Say hi to his dad and make him some breakfast.
Only in Alabama do they play hymns in a bar!!!
Do you want the good news or bad news first?
bad news
The bad news is i thew up on your bed, the good news is i found out who ate your cheetos.
just drew up plans to mow my front lawn into the American flag for world cup. that high and patriotic.
Just found pics of us from Mardi Gras last year. Your boob job really is better than mine.
I don't know what I should tell you tell you. I don't want to encourage you to dye my dog.
And my only real exposure to Russian culture is you and Internet porn.
Ps you missed quite a show. I was for some reason whipping my hair back and forth and head butted the tip jar. It shattered and now I have a circular bruise on my forehead. All the bartenders hit the floor to get all the quarters.

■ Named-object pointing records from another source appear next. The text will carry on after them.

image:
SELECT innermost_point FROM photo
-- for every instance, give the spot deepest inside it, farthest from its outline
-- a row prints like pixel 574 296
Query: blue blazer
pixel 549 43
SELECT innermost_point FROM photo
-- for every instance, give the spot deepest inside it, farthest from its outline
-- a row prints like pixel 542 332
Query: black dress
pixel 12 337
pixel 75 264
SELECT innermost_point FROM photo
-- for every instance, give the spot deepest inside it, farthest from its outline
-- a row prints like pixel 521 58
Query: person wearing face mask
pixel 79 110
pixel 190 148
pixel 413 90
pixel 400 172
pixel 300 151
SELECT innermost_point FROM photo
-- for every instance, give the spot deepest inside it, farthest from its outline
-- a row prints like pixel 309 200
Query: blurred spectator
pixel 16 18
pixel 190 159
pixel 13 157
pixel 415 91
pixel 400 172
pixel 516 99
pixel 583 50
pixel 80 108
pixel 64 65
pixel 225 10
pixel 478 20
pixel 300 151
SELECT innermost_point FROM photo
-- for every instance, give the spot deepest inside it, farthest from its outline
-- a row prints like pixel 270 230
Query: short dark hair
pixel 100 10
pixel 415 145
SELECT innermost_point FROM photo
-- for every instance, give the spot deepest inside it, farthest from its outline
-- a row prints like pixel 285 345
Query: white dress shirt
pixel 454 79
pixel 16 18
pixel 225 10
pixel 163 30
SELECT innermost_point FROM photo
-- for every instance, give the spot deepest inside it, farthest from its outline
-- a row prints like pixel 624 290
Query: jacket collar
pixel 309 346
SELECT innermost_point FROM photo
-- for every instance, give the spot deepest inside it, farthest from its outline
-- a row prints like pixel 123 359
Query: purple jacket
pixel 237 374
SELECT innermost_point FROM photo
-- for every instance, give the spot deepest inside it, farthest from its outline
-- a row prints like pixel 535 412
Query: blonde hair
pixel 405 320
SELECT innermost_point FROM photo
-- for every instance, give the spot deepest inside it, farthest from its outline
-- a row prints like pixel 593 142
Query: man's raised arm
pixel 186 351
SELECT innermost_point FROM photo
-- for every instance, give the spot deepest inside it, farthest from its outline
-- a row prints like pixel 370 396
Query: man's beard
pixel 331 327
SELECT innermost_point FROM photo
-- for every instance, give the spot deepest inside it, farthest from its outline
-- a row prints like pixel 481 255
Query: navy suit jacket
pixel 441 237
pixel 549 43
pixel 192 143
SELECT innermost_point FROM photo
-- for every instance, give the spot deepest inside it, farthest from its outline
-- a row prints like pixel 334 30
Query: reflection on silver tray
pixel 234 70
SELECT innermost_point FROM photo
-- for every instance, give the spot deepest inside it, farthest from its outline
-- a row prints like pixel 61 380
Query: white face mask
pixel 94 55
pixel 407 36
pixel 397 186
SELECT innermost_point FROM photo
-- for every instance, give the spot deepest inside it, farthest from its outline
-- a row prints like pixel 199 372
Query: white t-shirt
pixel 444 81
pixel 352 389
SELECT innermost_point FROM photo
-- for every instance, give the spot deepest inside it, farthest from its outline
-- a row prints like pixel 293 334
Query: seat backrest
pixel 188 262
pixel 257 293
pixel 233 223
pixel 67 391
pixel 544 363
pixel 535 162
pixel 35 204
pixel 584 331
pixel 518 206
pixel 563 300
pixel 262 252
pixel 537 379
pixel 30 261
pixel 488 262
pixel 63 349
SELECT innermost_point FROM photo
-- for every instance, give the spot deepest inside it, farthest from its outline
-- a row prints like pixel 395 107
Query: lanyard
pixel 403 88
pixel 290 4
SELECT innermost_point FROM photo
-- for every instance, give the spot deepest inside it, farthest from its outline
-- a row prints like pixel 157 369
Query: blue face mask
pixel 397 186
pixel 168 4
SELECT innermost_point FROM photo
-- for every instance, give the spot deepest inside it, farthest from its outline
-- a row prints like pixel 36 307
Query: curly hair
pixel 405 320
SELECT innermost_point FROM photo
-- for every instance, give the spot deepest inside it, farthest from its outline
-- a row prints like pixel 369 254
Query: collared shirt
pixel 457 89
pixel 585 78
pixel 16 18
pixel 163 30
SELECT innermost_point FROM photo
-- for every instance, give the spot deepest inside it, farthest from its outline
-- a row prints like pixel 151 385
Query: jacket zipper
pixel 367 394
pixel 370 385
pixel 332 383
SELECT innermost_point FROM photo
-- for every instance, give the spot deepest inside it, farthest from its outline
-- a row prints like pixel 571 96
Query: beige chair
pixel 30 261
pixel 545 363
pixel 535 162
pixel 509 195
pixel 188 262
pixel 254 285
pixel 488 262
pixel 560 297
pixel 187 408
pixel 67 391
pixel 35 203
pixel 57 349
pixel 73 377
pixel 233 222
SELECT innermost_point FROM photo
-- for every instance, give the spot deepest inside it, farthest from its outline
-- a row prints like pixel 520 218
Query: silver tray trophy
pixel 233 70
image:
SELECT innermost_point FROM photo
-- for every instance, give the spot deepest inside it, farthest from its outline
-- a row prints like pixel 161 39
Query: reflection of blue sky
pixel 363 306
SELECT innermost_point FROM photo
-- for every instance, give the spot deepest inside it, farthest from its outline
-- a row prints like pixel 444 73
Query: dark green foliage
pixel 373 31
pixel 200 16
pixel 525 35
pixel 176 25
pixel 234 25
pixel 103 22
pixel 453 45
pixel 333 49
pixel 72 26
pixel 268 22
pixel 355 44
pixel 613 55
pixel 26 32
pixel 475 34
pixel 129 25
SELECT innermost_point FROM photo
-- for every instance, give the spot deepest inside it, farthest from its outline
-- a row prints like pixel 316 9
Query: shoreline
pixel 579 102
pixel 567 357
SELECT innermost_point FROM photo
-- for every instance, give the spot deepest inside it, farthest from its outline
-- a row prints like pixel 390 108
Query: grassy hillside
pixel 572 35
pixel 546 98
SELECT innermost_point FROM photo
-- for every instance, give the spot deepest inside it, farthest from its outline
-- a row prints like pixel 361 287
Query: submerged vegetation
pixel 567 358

This is a mass text to all my friends. Whoever gets this first, please find me and confiscate my phone immediately. I am far too high to have it. Even if you have to punch me in my face to get it. Otherwise, let the "High While Analyzing Disney Movies" texts begin.

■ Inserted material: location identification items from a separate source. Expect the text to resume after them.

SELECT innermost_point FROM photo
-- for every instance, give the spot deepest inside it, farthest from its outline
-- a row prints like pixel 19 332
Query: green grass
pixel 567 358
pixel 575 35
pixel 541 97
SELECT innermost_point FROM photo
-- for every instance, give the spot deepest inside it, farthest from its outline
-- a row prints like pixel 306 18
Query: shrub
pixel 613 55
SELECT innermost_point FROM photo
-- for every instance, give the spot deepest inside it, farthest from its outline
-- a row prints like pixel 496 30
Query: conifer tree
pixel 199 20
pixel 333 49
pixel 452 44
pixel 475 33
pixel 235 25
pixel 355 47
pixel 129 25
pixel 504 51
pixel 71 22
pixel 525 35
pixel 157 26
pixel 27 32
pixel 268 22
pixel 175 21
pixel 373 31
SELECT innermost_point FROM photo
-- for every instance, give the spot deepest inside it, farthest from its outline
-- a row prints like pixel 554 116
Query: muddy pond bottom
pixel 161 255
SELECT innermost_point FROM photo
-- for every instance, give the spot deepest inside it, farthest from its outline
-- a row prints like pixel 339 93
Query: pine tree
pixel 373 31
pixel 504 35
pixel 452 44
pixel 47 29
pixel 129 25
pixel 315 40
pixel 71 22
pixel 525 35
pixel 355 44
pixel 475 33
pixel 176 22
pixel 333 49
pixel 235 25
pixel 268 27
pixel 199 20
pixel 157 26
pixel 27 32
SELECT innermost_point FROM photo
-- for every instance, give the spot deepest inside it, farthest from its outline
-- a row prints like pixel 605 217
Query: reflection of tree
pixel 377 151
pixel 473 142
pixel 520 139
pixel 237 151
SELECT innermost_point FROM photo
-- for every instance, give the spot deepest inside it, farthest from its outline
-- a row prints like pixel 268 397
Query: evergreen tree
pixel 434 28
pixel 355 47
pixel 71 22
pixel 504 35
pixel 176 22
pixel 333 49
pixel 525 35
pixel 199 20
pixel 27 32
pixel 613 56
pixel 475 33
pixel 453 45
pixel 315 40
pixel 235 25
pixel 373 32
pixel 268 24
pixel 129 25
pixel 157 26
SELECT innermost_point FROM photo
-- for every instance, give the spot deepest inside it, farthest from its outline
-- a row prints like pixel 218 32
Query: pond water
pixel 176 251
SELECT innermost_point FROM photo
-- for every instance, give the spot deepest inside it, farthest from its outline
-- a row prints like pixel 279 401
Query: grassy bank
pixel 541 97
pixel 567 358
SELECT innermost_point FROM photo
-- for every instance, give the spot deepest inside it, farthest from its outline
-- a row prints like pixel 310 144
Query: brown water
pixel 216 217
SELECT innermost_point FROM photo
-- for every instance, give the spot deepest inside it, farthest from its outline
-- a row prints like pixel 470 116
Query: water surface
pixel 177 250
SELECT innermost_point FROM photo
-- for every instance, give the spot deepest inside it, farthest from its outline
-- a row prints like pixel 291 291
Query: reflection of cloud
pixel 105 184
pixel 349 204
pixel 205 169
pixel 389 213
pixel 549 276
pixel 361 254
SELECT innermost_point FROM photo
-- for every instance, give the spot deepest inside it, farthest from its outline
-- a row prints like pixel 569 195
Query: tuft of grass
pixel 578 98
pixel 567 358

He took a picture of me to show his boss why he was late...Is that a compliment or not?
My entire grocery store purchase consisted of Little Debbie snacks and Budweiser
Yeeah, I think a threesome is one of those wedding presents you can't register for at Bed Bath And Beyond..
You haven't lived until you have fucked while Fantasia is on
So I justmade it back home and was greeted to a squirrel in my dorm... Last time I let my friends rent it out for a party.